La religion comme lien social
Thèse
Assister à un match de son équipe de football dans un stade plein, entouré de milliers d'inconnus vibrant à l'unisson, procure une émotion collective que peu d'expériences privées égalent – un sentiment d'appartenir à quelque chose de plus grand que soi. Pour Durkheim, c'est très exactement ce mécanisme qui est à l'œuvre dans le rite religieux, en plus solennel et plus systématique : la religion est un fait social fondamental, irréductible à la psychologie individuelle ou à la métaphysique. Elle est le système de croyances et de pratiques qui unit une communauté en une Église morale – c'est-à-dire en un corps collectif partageant les mêmes représentations du sacré et les mêmes obligations rituelles. Ce qu'on adore dans le sacré, c'est en réalité la société elle-même – ses valeurs, sa puissance sur l'individu, sa cohésion.

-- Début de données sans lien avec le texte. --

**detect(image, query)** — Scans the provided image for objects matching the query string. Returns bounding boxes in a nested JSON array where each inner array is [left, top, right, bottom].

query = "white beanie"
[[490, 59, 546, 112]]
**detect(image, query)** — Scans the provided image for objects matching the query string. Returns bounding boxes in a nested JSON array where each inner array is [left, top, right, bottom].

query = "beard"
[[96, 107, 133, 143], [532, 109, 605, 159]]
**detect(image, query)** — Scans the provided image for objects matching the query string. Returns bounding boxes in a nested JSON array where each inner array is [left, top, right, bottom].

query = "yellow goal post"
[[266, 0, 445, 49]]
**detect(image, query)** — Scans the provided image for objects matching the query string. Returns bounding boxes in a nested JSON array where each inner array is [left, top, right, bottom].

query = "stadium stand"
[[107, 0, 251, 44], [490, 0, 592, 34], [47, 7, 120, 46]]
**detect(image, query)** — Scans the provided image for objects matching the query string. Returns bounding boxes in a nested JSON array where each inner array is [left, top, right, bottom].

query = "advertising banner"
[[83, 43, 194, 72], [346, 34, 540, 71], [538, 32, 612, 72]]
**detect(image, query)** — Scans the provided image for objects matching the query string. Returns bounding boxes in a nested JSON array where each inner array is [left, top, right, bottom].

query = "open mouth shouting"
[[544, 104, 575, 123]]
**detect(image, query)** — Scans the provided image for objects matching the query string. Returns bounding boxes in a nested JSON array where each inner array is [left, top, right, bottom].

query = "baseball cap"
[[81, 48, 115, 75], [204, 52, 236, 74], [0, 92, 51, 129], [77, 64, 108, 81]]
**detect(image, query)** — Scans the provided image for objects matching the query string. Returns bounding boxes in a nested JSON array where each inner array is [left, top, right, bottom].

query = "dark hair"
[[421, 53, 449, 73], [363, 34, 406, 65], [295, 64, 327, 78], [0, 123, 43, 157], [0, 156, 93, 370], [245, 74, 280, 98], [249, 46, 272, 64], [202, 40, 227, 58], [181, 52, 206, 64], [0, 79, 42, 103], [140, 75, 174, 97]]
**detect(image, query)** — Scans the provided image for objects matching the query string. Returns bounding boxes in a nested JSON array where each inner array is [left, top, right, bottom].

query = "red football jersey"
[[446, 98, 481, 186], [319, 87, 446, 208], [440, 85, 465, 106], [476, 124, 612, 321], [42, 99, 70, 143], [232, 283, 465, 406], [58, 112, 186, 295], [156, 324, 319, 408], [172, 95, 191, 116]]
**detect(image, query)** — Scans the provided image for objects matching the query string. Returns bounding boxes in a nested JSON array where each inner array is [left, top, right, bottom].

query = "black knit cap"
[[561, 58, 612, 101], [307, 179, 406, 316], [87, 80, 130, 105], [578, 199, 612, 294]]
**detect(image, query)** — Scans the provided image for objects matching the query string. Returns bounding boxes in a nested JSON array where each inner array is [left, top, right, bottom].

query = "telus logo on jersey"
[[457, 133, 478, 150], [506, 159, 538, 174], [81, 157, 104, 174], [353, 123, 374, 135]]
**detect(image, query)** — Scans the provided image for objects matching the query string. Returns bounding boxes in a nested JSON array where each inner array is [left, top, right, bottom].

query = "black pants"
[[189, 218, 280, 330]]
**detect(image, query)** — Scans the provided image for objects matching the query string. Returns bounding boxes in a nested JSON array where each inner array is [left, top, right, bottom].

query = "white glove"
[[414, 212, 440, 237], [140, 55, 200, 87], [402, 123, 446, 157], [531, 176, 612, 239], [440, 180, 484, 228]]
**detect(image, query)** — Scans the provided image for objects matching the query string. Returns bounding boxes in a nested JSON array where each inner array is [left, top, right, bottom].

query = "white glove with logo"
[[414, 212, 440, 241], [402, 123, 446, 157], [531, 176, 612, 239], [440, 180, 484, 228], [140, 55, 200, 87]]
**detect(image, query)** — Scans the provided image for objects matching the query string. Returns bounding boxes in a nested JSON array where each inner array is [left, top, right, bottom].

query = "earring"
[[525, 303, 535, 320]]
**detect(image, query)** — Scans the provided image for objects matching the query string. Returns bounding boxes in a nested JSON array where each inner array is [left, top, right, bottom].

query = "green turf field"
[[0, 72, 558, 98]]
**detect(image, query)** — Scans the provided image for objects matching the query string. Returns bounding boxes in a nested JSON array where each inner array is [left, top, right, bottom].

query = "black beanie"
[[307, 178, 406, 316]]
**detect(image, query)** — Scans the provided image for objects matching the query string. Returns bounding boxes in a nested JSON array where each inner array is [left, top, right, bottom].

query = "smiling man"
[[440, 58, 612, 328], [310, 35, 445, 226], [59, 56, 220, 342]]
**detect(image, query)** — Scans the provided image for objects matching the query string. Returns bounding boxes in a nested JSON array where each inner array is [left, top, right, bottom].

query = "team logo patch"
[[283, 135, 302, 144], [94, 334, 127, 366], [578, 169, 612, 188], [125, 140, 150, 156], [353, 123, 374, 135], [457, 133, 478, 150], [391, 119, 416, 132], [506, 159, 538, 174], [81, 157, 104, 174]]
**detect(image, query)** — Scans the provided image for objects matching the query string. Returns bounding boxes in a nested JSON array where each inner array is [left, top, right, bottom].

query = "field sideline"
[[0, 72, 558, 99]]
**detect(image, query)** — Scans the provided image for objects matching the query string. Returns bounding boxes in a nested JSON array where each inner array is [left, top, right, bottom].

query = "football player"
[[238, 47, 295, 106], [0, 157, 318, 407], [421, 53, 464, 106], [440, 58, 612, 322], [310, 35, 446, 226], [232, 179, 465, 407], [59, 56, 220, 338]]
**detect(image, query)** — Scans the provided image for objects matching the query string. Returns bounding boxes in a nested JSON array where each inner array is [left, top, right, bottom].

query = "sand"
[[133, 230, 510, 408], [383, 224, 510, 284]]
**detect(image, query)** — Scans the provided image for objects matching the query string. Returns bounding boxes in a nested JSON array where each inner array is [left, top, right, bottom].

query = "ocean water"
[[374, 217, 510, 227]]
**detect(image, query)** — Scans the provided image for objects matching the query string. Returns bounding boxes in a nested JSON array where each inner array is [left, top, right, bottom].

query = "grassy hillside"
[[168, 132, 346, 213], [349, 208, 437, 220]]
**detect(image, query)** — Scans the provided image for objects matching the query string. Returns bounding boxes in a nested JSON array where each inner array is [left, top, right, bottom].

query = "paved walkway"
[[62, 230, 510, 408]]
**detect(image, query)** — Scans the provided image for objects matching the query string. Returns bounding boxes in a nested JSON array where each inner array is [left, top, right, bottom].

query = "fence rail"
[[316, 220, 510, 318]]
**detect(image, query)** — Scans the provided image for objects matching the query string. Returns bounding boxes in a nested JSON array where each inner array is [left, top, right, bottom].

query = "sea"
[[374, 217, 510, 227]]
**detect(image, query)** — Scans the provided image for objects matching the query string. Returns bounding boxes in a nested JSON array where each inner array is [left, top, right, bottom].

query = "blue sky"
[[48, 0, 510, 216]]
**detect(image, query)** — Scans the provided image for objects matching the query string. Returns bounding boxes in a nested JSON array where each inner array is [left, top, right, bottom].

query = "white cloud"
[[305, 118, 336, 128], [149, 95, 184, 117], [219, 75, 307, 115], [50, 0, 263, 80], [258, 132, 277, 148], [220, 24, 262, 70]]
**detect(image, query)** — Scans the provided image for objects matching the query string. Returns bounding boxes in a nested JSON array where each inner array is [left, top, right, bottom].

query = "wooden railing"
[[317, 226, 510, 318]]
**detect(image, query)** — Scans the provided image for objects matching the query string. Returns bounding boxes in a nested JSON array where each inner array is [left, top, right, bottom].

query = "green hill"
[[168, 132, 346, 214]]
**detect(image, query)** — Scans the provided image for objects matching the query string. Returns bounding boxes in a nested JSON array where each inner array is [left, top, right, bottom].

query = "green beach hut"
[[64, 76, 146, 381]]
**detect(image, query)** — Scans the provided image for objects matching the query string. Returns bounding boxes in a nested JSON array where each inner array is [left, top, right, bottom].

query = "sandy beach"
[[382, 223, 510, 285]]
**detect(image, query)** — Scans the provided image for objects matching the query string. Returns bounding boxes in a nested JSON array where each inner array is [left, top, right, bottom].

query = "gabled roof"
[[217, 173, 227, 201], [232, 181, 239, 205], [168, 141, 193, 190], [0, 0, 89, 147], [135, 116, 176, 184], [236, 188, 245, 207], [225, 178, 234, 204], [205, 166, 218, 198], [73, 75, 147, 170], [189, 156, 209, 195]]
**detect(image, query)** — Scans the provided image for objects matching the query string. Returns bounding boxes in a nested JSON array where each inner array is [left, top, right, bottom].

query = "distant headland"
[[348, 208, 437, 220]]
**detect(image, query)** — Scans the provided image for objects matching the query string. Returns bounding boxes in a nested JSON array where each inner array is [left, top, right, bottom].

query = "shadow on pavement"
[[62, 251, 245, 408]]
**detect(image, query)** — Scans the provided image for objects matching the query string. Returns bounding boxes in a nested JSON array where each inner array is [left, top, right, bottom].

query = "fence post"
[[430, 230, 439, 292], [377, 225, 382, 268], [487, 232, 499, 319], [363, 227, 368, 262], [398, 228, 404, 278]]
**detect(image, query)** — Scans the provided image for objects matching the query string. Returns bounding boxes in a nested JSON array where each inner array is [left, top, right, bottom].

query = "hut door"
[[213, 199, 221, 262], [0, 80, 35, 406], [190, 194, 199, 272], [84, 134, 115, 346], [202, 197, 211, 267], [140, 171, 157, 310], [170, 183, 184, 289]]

Dieu est la société transfigurée et symbolisée.
« Une religion est un système solidaire de croyances et de pratiques relatives à des choses sacrées, c'est-à-dire séparées, interdites, croyances et pratiques qui unissent en une même communauté morale, appelée Eglise, tous ceux qui y adhèrent. » – Les Formes élémentaires de la vie religieuse, 1912
Exemples
- Le totem (société primitive) : dans les sociétés aborigènes australiennes, le clan adore son animal ou sa plante totem – mais ce qu'il adore en réalité, c'est sa propre cohésion, sa force collective, son identité commune symbolisée dans l'emblème totémique. Lors des cérémonies rituelles, l'individu ressent une puissance qui le dépasse et l'exalte – cette puissance, c'est celle de la société assemblée.
- Les équivalents fonctionnels du sacré dans les sociétés modernes : la messe du dimanche, le ramadan, les fêtes nationales, les commémorations – autant de rituels qui produisent et renforcent le sentiment d'appartenance et la cohésion sociale. Même les sociétés séculières inventent de nouveaux sacrés pour remplir la même fonction – le nationalisme (le drapeau, la patrie, les martyrs), le sport (les stades comme cathédrales, les équipes nationales comme totems collectifs), ou encore certaines formes de culte des célébrités.
Notes
Durkheim analyse la religion sans la critiquer ni la défendre. La religion est un fait social qui remplit une fonction réelle et nécessaire. Ce qui explique pourquoi sa disparition dans les sociétés modernes ne produit pas la liberté attendue, mais une anomie – une désorientation normative et identitaire.
Débat
Marx : une religion qui unit la société dans un même système de croyances, c'est aussi une religion qui fait accepter à l'exploité la même vision du monde que celle de l'exploiteur. Freud : la cohésion sociale produite par les rituels collectifs ne peut pas être comprise sans référence aux mécanismes psychiques inconscients qui la sous-tendent. Weber : les grandes religions (christianisme, islam, bouddhisme) ne sont pas d'abord des systèmes de production de cohésion sociale – elles sont des réponses à la question du sens du mal et de la mort, portées par des prophètes charismatiques qui rompent avec l'ordre social établi plutôt qu'ils ne le renforcent.